If people seem to be working together, a Korach always comes along to cause dissension. If there is a good leader at the head of the community, expect a Korach to try to undermine him. If there is a dream to dream, a vision to implement, a plan to construct, there will be a Korach who will assure you that it isn’t going to work.
Korach is also the master of misrepresentation. If truth can be distorted and words twisted, you can be certain that Korach is somewhere around. His tongue is smooth and you are almost tempted to believe him, and that is precisely when there is danger.
Think about his eloquent claim, “All the congregation, every one of them, are holy” (Num. 16:3). He made everybody feel good. We’re all holy! What a relief! One and all were congratulating themselves when they heard his words.
One and all? Apparently with one exception. Moses heard what Korach said, and he collapsed: “he fell upon his face” (verse 4). What upset him so much? Probably the assertion that everyone was holy.
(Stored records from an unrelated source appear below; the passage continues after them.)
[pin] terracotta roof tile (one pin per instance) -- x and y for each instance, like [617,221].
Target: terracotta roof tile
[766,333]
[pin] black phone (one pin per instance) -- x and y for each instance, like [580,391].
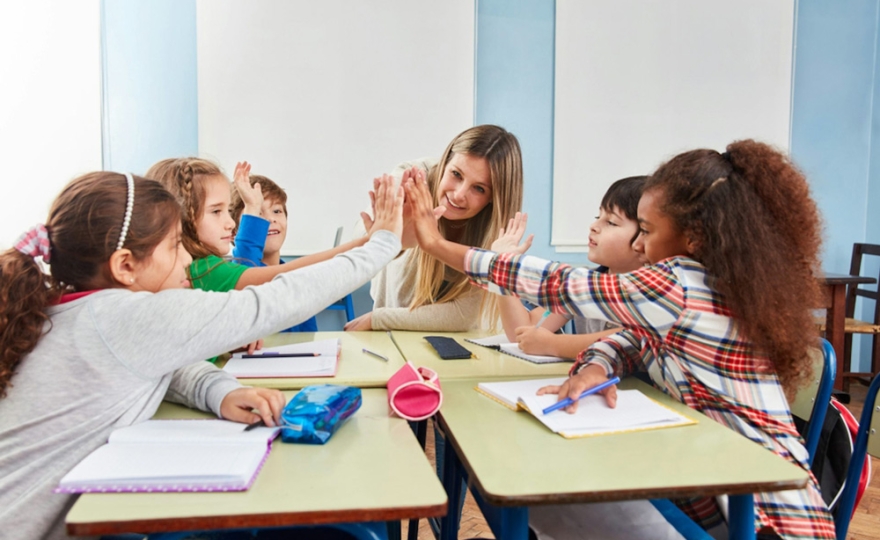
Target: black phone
[448,348]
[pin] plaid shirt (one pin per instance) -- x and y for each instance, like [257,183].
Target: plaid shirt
[679,329]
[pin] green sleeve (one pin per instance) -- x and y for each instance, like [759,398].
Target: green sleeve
[214,274]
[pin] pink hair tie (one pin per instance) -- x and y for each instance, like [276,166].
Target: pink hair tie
[35,242]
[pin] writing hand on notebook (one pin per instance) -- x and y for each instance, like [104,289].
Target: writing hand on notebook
[572,388]
[509,238]
[239,405]
[251,347]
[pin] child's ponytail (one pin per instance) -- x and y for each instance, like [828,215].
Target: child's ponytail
[93,216]
[756,231]
[184,177]
[25,292]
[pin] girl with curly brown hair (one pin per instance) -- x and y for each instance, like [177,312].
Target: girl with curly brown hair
[721,320]
[114,329]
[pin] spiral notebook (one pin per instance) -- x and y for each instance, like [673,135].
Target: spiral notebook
[502,344]
[173,455]
[634,411]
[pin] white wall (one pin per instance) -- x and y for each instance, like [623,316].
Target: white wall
[50,105]
[323,96]
[640,81]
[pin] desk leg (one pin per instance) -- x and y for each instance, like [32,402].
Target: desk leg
[835,320]
[452,481]
[507,523]
[420,429]
[742,517]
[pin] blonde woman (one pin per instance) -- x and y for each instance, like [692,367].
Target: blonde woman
[479,180]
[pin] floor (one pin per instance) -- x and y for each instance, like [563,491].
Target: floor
[865,525]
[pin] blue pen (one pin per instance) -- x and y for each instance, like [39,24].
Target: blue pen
[568,401]
[543,318]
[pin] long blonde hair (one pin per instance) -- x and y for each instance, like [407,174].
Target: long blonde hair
[185,178]
[501,151]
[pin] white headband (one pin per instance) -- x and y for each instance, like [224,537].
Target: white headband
[129,204]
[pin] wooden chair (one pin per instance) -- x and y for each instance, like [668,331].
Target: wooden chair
[855,326]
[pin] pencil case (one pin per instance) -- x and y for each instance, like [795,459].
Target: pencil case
[317,412]
[414,393]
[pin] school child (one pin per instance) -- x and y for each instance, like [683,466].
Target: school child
[479,180]
[205,194]
[733,239]
[611,238]
[258,240]
[113,330]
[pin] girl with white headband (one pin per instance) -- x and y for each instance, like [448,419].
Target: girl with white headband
[114,329]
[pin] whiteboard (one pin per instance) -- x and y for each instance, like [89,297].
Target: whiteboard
[323,96]
[638,81]
[50,105]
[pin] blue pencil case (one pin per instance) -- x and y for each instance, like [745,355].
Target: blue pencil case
[317,412]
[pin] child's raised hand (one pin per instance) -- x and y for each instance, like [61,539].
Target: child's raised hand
[251,196]
[387,206]
[240,404]
[509,239]
[421,209]
[588,377]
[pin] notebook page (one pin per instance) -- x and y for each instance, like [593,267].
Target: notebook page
[492,341]
[634,410]
[191,431]
[324,347]
[309,366]
[509,392]
[132,467]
Moses was a realist, who knew the real truth, that many of the congregation were tzaddikim, but some weren’t. There were sinners, cynics and rascals as in every community. What would a Moses have said about his people? Not that all were holy, but that they all could be. With an effort each one could rise high, but they were not all there yet.
There was a World War II song, “Bless ’em all, bless ’em all, the short and the tall.” We say that too. God, bless ‘em all, even the ones who aren’t yet holy. Help ’em to see what they can do with their lives. Help ’em to increase their holiness.